忙しい人に代わって、誕生や記念日の準備をする。それが、僕の仕事だ。忙しい夫から妻への結婚記念日、彼氏の誕生日プレゼントから就職祝いなど、依頼は次々と舞い込んだ。忙しい現代人にとって、こういったサービスは、きっと都合のいいものなのだろう。高価な宝石やバッグ、時計やケーキ、もらった者は偽りの気持ちだとは知らず、笑みを浮かべる。幸せを運んでいるいい仕事だと感じることよりも、その笑みの残酷さを知ることの方が多い。記念日を忘れていたことを隠す依頼者も、高価なものだということだけに喜ぶ相手も、僕にはどちらも安っぽいものに思えた。こんなことをしてまでつなぎ止めたい関係なんてむなしいものだと、少しだけバカにしたような気持ちもあった。そして、この仕事をしてわかったことがある。皆、相手を想う気持ちを、履き違えているということだ。

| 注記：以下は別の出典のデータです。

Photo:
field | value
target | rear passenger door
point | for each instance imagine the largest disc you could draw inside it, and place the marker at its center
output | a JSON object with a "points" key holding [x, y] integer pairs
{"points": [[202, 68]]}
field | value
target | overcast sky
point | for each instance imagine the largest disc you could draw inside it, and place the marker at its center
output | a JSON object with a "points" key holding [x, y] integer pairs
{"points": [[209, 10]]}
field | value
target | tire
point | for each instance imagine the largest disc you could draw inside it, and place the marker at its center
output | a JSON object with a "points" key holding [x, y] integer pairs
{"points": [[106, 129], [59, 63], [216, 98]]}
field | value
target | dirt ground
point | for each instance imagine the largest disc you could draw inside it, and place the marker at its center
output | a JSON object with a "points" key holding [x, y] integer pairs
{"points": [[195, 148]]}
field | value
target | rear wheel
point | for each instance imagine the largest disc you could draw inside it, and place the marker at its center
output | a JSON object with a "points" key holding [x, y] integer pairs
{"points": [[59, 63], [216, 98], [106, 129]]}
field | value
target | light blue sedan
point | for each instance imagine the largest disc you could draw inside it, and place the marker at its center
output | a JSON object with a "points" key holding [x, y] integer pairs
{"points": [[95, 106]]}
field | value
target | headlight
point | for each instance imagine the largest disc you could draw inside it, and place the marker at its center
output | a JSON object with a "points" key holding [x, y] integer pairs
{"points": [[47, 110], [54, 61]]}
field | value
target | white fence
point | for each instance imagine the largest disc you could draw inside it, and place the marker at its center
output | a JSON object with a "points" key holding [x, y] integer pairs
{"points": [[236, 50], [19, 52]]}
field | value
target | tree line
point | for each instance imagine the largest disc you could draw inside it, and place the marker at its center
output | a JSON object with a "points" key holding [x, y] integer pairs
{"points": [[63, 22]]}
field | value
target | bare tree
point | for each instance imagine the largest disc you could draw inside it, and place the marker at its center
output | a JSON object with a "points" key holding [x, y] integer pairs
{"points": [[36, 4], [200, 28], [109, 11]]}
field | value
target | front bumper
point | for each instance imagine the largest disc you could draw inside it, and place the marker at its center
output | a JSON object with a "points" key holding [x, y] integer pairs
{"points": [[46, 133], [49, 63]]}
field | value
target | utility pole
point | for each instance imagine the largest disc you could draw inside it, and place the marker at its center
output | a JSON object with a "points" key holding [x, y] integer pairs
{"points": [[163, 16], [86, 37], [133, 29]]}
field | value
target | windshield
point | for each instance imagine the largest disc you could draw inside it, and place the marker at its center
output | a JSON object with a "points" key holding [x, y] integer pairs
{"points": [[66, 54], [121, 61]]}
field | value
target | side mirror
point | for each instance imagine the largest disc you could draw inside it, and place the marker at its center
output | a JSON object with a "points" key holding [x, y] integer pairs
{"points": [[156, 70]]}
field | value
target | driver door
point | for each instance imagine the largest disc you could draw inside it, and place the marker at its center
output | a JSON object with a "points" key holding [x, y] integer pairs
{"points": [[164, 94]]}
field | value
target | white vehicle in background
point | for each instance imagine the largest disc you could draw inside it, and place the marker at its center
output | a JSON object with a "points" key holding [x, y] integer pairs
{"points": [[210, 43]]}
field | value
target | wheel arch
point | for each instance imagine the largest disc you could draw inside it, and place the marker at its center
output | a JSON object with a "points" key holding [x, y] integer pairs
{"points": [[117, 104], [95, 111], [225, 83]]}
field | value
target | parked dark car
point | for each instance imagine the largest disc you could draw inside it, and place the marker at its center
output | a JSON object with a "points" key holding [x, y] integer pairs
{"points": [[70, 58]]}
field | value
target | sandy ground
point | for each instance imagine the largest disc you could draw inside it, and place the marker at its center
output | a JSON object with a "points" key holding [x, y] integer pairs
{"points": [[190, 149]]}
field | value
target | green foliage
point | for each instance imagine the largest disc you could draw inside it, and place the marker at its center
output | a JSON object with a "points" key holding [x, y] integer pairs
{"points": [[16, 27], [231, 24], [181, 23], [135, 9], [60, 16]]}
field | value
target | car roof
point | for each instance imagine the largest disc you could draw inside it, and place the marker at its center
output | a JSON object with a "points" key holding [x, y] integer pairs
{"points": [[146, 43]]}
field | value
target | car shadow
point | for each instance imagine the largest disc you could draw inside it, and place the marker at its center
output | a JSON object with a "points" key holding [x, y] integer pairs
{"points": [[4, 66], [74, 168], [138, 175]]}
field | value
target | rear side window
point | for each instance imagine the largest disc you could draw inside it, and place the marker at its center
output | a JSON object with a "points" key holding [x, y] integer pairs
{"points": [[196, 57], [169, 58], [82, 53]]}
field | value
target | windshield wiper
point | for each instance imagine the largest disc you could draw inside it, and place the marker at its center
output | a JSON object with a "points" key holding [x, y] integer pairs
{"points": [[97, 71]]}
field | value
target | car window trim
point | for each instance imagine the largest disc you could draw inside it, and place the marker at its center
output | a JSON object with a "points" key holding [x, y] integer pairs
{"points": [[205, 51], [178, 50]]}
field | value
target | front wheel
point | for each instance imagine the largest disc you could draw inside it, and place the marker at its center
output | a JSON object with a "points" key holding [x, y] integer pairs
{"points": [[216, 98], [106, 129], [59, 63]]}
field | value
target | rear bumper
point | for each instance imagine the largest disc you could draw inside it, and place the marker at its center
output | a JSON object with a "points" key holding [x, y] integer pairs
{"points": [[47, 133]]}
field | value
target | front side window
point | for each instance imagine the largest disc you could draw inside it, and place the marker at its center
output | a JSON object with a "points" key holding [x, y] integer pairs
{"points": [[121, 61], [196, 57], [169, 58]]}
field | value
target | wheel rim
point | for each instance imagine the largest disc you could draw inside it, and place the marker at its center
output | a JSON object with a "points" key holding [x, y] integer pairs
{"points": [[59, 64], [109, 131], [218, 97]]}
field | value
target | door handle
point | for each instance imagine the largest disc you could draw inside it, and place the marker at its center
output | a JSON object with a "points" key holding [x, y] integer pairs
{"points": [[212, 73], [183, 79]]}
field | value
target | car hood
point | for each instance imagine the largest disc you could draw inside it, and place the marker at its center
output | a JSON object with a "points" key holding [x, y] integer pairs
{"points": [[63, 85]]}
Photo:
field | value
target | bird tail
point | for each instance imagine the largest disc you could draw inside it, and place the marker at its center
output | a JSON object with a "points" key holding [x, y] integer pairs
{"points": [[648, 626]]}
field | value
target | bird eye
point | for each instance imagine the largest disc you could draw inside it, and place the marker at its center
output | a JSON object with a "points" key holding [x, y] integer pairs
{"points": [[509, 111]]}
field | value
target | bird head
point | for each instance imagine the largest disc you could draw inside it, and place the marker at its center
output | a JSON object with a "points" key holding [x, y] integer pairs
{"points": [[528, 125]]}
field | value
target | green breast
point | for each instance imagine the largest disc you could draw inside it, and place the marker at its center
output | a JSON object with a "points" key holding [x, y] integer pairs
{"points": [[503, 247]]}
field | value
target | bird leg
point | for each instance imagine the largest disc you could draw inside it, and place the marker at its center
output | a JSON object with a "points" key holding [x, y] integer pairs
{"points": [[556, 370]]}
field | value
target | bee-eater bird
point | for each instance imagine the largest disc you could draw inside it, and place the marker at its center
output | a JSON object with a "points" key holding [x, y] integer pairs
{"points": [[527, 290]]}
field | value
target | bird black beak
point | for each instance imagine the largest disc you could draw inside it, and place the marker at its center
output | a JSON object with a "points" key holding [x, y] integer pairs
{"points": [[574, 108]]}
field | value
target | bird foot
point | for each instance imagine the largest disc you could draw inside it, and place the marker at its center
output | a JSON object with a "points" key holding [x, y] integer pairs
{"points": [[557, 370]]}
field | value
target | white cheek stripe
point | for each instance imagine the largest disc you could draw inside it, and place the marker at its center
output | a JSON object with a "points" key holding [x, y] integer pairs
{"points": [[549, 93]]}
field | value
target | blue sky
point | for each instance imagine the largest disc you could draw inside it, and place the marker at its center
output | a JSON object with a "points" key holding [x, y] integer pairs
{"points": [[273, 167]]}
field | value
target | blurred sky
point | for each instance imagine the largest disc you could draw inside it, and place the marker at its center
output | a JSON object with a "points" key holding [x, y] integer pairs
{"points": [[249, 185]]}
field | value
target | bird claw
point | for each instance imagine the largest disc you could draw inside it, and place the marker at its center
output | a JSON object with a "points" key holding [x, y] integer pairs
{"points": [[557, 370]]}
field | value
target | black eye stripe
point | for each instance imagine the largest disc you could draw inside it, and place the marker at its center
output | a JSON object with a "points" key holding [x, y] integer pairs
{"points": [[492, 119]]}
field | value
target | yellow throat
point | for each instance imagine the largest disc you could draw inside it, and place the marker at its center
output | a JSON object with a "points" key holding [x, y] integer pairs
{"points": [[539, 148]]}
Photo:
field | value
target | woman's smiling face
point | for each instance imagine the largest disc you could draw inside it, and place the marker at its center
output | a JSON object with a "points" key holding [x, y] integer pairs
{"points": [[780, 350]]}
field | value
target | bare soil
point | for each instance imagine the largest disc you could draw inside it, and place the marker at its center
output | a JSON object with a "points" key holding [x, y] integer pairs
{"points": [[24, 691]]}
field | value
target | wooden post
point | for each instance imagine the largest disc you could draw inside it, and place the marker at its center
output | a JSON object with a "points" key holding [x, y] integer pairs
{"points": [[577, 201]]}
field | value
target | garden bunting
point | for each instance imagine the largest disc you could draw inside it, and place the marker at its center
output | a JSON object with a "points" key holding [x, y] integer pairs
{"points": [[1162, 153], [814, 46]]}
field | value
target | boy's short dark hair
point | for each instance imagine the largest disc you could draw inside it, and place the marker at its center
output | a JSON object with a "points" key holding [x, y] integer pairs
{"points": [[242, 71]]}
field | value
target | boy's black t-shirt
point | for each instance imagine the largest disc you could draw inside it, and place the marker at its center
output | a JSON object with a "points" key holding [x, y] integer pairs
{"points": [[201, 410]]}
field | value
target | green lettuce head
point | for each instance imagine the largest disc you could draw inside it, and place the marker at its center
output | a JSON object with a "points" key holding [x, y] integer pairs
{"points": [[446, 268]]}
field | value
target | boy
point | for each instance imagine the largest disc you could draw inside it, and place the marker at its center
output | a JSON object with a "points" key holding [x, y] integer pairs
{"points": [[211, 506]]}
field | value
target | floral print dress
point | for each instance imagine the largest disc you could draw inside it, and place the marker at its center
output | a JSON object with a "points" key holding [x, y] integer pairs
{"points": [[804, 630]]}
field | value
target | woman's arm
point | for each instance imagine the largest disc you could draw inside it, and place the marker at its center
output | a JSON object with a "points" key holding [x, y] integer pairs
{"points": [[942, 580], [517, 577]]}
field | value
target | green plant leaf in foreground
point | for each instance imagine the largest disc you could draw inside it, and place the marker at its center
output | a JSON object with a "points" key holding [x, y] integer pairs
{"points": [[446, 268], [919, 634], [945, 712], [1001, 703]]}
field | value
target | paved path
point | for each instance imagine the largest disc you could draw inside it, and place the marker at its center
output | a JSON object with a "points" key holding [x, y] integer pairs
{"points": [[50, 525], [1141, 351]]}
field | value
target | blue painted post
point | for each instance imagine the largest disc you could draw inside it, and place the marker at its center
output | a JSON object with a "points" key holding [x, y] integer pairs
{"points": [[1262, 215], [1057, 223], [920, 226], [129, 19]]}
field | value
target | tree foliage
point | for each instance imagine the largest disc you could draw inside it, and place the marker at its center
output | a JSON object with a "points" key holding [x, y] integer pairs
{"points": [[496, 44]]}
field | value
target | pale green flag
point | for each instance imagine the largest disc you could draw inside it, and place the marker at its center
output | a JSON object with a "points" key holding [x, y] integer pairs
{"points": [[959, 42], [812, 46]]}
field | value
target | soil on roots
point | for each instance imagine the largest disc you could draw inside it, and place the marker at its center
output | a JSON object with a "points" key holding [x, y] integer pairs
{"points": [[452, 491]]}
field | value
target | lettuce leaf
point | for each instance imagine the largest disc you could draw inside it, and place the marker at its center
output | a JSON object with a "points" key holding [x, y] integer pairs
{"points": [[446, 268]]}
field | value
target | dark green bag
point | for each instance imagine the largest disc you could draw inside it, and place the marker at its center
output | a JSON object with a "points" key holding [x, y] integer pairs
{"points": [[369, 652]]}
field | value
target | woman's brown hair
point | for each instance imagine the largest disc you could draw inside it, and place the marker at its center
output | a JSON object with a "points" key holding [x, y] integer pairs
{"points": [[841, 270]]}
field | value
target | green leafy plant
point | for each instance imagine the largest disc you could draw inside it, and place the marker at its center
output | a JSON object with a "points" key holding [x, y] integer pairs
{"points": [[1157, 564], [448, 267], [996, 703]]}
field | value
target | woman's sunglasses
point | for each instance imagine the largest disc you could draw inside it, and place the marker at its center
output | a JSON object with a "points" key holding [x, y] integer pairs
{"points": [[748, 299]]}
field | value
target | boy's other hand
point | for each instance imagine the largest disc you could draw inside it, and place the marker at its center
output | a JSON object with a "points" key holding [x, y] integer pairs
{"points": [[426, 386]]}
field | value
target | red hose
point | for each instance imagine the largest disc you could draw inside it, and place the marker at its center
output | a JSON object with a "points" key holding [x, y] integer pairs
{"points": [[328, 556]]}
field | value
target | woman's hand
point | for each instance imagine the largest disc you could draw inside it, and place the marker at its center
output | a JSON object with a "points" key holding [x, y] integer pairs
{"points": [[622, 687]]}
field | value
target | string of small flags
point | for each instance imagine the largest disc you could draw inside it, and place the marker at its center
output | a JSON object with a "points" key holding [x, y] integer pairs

エンジンをかけると僕は、バイクを走らせる。困ったときに必ず行く店がある。小さな雑貨屋で、0時まで開いている店だ。店主は、僕と同じくらいの男で、なんだか不思議な雰囲気をもつ人だった。

「いらっしゃい」
男がもじゃもじゃの頭をかきながら、挨拶をしてきた。店内はさっと見渡せるほどの広さしかない。女性が好みそうなアンティークなものから、珍しい紅茶など、様々な種類があった。
「何をお探しで」
男が珍しく声をかけてきた。僕は、頭を下げると、食べ物以外で、女性が好みそうなもの、多分、誕生日プレゼントだろうことを伝えた。男は、そうですね、といい、奥からなにやら探し出してきた。
「こちらなんてどうでしょう」
男が出してきたのは、腕時計だった。シンプルだが、上品なものだ。男は、日本人の若手のデザイナーが手掛けた数少ないものであること、今後人気が出るデザイナーであることを付け加えた。
「ありがとうございます」
男の勧めるまま、僕は購入することを決め、写真を一枚撮った。依頼主に送るためだ。
「早っ」
依頼主とのやり取りでは、既読と同時にOKとスタンプがついた。きっと、こだわりも想いもないのだろう。僕は、男に会計するように伝えた。
「ありがとうございます」
ラッピングされた商品を受け取って、店を出ようとした時、男が、「待ってください!」と言った。